Маму вспоминать трудно. Я редко бываю на кладбище. Похоронила ее, посадила цветы и, уходя, забрала кладбище с собой. И могила матери словно бы не в земле, а в моей собственной груди. Так и ношу ее с собой, а когда вспоминаю, вдруг делается так невыносимо больно, и слезы душат, душат, будто убить хотят, будто тащат в этот общий наш гроб. Плачу без остановки и хочу с ней поговорить. Господи, как сильно, как остро мне этого не хватает – просто иметь возможность быть ею услышанной. Пусть молча, пусть без голоса, но так, чтобы слова мои были именно для нее. Но если не вспоминать, то яма под сердцем ноет не так сильно, оставляет место для вдоха. А жить нужно, у меня сын, муж, для них нужно жить. Вот и бегу я от этих воспоминаний как от огня, а по ночам иногда даю себе волю и рыдаю своей ушедшей матери обо всем, пока никто не слышит. И это «никто не слышит» бьет наотмашь по душе, разрывая сердце. Не слышит. Никто. Как не стало ее – больше никто меня не слышит. Она единственной была, кто мог все понять обо мне. И чувство этой тяжелой утраты живо и умрет только вместе со мной. Потому и не хожу я на кладбище, что какая-то важная часть меня навсегда осталась там, упирается в холодную рыхлую землю ладонями и ревет потерянным ребенком, не переставая.
Разнылась душа, разжаловалась. А на что жаловаться? Все так живут, каждый вынашивает свою боль. Любой скажет, что тебе еще повезло – и муж есть, и сын, и дом. А ты посмотри на тех, на этих – им сложнее, горше. Вот только не верю я, что есть боль маленькая и большая. Ребенок, потерявший игрушку, мужчина, потерявший работу – разве несопоставима печаль в их глазах? Боль измеряется не событием ее породившим, а способностью эту боль переживать в себе. И зачастую сломанная игрушка вдруг становится болью большей, чем потерянная работа. Ведь боль – из рода небытия, она как местный наркоз, а смерть – общий. Маленькая смерть собаки, большая смерть человека? Нет, не верится мне в это, все мы разные, но все – равны.

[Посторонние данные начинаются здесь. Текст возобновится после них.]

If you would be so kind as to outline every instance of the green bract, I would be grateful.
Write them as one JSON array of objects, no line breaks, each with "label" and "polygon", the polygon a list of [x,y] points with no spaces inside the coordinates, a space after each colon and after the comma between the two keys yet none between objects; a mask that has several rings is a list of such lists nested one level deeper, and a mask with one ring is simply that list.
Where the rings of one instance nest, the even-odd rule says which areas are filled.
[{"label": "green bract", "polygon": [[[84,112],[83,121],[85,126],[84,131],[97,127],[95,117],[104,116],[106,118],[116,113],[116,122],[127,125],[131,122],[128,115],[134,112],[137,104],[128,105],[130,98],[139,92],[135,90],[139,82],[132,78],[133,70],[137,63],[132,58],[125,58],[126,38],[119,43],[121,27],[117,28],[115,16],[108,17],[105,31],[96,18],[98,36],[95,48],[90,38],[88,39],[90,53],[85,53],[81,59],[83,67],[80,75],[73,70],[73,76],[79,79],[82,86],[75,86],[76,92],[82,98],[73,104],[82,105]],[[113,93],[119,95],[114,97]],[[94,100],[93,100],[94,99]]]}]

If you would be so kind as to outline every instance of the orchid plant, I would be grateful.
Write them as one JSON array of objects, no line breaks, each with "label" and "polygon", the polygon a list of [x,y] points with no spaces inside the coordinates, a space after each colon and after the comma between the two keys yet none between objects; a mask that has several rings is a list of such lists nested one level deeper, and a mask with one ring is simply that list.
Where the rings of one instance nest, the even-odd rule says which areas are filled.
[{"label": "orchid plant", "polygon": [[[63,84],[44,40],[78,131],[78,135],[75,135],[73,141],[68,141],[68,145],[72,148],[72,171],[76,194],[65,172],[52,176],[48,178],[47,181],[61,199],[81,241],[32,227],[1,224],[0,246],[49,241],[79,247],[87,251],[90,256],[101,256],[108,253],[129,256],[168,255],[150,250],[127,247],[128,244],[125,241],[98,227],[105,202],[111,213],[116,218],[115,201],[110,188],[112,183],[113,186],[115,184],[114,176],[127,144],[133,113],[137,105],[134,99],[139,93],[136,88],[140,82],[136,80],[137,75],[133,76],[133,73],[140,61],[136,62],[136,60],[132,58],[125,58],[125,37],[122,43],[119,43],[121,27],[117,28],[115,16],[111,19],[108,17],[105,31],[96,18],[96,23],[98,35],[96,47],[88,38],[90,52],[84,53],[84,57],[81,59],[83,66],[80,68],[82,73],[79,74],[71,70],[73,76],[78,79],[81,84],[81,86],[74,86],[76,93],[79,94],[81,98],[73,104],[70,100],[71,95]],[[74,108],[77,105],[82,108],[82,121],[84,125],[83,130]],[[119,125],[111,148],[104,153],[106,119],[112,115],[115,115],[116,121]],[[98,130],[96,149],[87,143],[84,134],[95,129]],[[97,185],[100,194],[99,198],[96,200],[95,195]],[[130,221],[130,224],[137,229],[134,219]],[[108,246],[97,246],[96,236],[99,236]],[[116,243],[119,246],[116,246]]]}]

Выглянула в окно, а на улице никого нет. Ни бабушек, грузным осадком жизни прибиваемых к лавочкам возле домов и шкварчащих там мелкими сплетенками, той бутафорией реальности, которой живут люди, чье прошлое никому не интересно, надежд на будущее уже нет, остается только момент ненастоящего. Ни детей, шумных пестрых стай, властителей замусоренных детских площадок, хозяев покосившихся горок и качелей, наивных птиц, воробушков, синичек, еще вьющих свои гнезда в красивых мечтах и веселых играх, но уже расправляющих крылья вдаль, туда, где ждут их горькие потери, налипшие болячки взрослой жизни и возможность счастья. Даже случайных прохожих – и тех нет, а кажется, что они всегда маячат по улочкам, будто работа у них такая – ходить туда-сюда и то и дело попадаться на глаза. Сейчас словно вымерло все, никого нет. Есть только желтое небо с перепонками осеннего ветра, есть бесстыдно лысеющие деревья, хмурыми мудрецами глядящие сверху вниз, есть редкие капельки дождя на стекле, а в них – отражение всей вселенной. И света везде так много, и воздуха вокруг перебор. Господи, зачем влюбил ты меня в этот мир? Ну что в нем такого? И не счастлива я, и больно мне, и одиноко, и душит усталость, и пугает безнадежность. А посмотрю на оранжевый листик, сорванный ветром, мечущийся между небом и землей, и защемит в груди от красоты. За что, Господи? Встаешь цветами, пробиваешься лунными прорубями в тучах, держишь, не даешь уйти. Смотрю в эту безлюдную пустоту и спрашиваю: «Это Ты?». «Да» – булькает на кухне включенная вода. «Да» – свистит в форточку ветер. «Да» – качают ветвями слабые городские деревца. «Да, это – Я».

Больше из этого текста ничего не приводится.